Thursday, June 29, 2006

Little kids

Maybe it's because I am getting older; maybe it's because of a past experience with someone I was seeing last summer who at times reveals her heart and her child side. However, it was I have learned to appreciate little kids.

I think they are so adorable! Their little hands, their bright eyes filled with wonder and amazement at the world and nature that surrounds them. They are like little sponges taking it all in.

Funny, I never took the time before to see the wonder of their young spirits. Not unable recently after last summer.

Isn't odd or I guess that is just the way it is; me appreciating things when it's too late. Maybe I'm learning and getting ready for the my next life here on earth. There will definitely be children in it.

How could my mother keep from hugging and squeezing me. I don't ever remember her just picking me up and loving me like that.

It's too late now but in my next life children will be in it and they will be adorable to me. I wasn't shown the love to give the love.
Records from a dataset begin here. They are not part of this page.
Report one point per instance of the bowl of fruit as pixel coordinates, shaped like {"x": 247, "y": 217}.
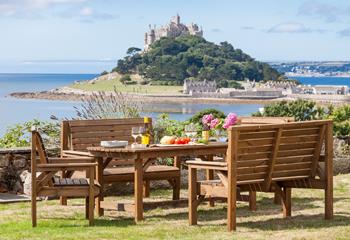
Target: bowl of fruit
{"x": 174, "y": 141}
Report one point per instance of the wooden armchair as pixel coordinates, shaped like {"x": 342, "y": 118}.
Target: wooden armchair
{"x": 269, "y": 158}
{"x": 46, "y": 183}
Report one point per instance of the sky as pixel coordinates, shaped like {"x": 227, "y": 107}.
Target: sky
{"x": 89, "y": 36}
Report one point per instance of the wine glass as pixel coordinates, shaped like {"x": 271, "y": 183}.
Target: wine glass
{"x": 135, "y": 132}
{"x": 142, "y": 131}
{"x": 190, "y": 130}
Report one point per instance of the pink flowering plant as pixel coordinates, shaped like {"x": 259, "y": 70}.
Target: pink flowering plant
{"x": 230, "y": 120}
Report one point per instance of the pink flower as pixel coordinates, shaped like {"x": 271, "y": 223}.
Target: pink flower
{"x": 214, "y": 123}
{"x": 230, "y": 120}
{"x": 206, "y": 119}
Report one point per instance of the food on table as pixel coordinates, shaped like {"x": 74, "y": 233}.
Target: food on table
{"x": 168, "y": 140}
{"x": 203, "y": 141}
{"x": 174, "y": 140}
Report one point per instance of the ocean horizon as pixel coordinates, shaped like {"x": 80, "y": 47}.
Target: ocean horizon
{"x": 20, "y": 110}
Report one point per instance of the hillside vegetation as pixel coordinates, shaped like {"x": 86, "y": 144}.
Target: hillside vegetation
{"x": 170, "y": 61}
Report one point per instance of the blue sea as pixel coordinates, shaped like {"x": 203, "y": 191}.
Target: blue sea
{"x": 324, "y": 80}
{"x": 14, "y": 110}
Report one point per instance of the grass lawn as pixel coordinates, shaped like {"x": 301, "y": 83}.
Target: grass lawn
{"x": 108, "y": 85}
{"x": 67, "y": 222}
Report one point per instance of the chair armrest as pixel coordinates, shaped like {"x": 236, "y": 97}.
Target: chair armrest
{"x": 322, "y": 158}
{"x": 66, "y": 166}
{"x": 66, "y": 160}
{"x": 215, "y": 165}
{"x": 71, "y": 153}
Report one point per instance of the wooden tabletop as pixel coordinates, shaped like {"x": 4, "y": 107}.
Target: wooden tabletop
{"x": 157, "y": 148}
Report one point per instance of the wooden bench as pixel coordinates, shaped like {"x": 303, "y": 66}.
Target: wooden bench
{"x": 77, "y": 135}
{"x": 269, "y": 158}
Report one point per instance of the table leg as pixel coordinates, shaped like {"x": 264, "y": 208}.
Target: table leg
{"x": 99, "y": 177}
{"x": 210, "y": 176}
{"x": 138, "y": 187}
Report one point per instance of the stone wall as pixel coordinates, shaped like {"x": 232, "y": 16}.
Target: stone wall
{"x": 13, "y": 162}
{"x": 14, "y": 168}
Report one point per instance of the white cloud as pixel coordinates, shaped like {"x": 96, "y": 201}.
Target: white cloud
{"x": 327, "y": 11}
{"x": 86, "y": 11}
{"x": 344, "y": 33}
{"x": 293, "y": 27}
{"x": 75, "y": 9}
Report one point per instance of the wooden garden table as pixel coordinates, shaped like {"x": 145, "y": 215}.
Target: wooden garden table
{"x": 143, "y": 157}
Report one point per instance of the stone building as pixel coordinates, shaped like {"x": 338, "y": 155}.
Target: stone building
{"x": 173, "y": 29}
{"x": 191, "y": 87}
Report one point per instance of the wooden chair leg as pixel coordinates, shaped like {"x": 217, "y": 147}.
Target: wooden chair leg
{"x": 329, "y": 203}
{"x": 176, "y": 189}
{"x": 276, "y": 199}
{"x": 63, "y": 201}
{"x": 91, "y": 199}
{"x": 231, "y": 208}
{"x": 287, "y": 202}
{"x": 192, "y": 196}
{"x": 146, "y": 188}
{"x": 34, "y": 210}
{"x": 99, "y": 174}
{"x": 87, "y": 208}
{"x": 252, "y": 201}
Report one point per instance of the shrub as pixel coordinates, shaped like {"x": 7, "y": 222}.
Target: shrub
{"x": 125, "y": 78}
{"x": 131, "y": 83}
{"x": 341, "y": 119}
{"x": 165, "y": 126}
{"x": 104, "y": 105}
{"x": 104, "y": 73}
{"x": 301, "y": 110}
{"x": 197, "y": 118}
{"x": 19, "y": 134}
{"x": 144, "y": 82}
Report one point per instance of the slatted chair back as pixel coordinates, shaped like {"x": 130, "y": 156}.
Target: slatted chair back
{"x": 38, "y": 145}
{"x": 270, "y": 153}
{"x": 265, "y": 120}
{"x": 77, "y": 135}
{"x": 38, "y": 148}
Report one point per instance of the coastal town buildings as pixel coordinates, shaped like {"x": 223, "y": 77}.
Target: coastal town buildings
{"x": 326, "y": 90}
{"x": 173, "y": 29}
{"x": 191, "y": 86}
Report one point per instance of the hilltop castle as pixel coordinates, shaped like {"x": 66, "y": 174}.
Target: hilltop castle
{"x": 173, "y": 29}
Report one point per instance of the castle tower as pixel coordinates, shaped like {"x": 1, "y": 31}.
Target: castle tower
{"x": 176, "y": 19}
{"x": 173, "y": 29}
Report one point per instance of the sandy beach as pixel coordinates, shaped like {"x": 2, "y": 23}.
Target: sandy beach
{"x": 71, "y": 94}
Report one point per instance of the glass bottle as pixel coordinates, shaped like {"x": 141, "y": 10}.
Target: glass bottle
{"x": 146, "y": 136}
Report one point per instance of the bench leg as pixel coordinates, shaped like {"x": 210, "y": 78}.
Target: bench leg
{"x": 287, "y": 202}
{"x": 231, "y": 206}
{"x": 329, "y": 202}
{"x": 276, "y": 199}
{"x": 210, "y": 176}
{"x": 33, "y": 209}
{"x": 146, "y": 188}
{"x": 176, "y": 188}
{"x": 252, "y": 201}
{"x": 63, "y": 201}
{"x": 99, "y": 174}
{"x": 192, "y": 196}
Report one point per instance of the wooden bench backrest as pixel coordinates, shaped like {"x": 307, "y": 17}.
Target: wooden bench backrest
{"x": 265, "y": 120}
{"x": 79, "y": 134}
{"x": 276, "y": 152}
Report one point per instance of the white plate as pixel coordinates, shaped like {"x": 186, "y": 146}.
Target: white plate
{"x": 178, "y": 145}
{"x": 114, "y": 143}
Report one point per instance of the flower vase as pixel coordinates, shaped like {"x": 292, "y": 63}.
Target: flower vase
{"x": 205, "y": 135}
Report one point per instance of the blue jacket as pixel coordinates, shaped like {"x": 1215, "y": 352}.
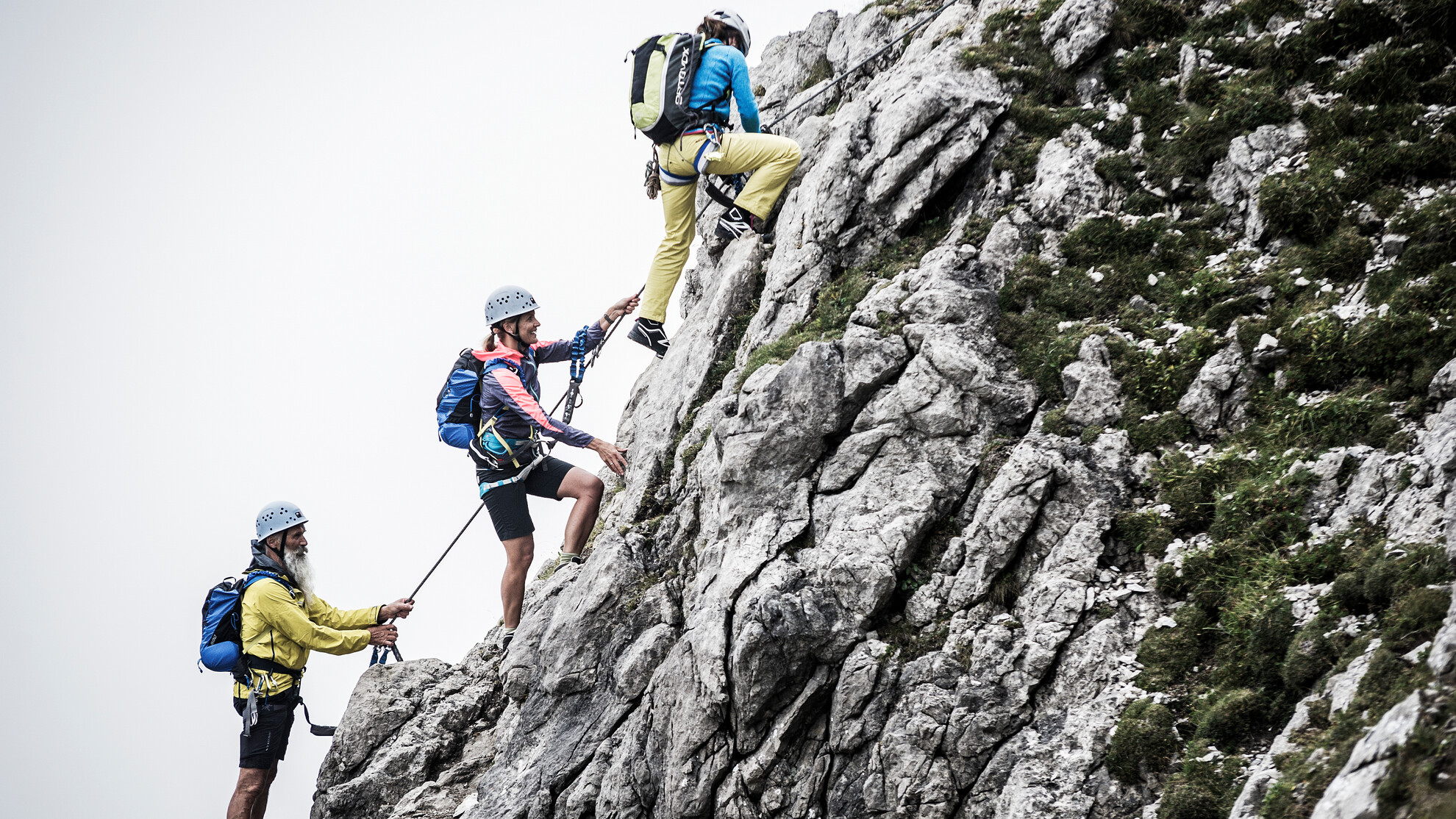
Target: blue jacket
{"x": 724, "y": 68}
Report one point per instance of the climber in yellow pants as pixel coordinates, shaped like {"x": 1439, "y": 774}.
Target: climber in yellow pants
{"x": 723, "y": 74}
{"x": 771, "y": 159}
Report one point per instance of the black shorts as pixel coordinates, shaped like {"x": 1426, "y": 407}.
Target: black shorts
{"x": 507, "y": 504}
{"x": 270, "y": 735}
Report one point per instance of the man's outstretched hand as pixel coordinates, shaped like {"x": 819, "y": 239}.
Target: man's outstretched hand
{"x": 610, "y": 454}
{"x": 399, "y": 609}
{"x": 621, "y": 309}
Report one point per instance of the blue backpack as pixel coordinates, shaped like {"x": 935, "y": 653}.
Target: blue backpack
{"x": 221, "y": 620}
{"x": 457, "y": 407}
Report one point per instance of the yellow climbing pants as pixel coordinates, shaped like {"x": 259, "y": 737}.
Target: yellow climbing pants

Kids are just precious to me. I hate to see one who is sad, or hurt, troubled or lonely. I saw that in eyes last summer and that I think is what haunts me, as weird as it sounds. I feel in love with in little girl, buried deep within her heart. I saw her, that little girl, in her eyes. My heart will always be there for her. I had an effect on the woman who surrounds that troubled heart. I'm sure she has never experienced anyone like me before. I don't know if that is bad or good. Anyway, it doesn't matter, I guess.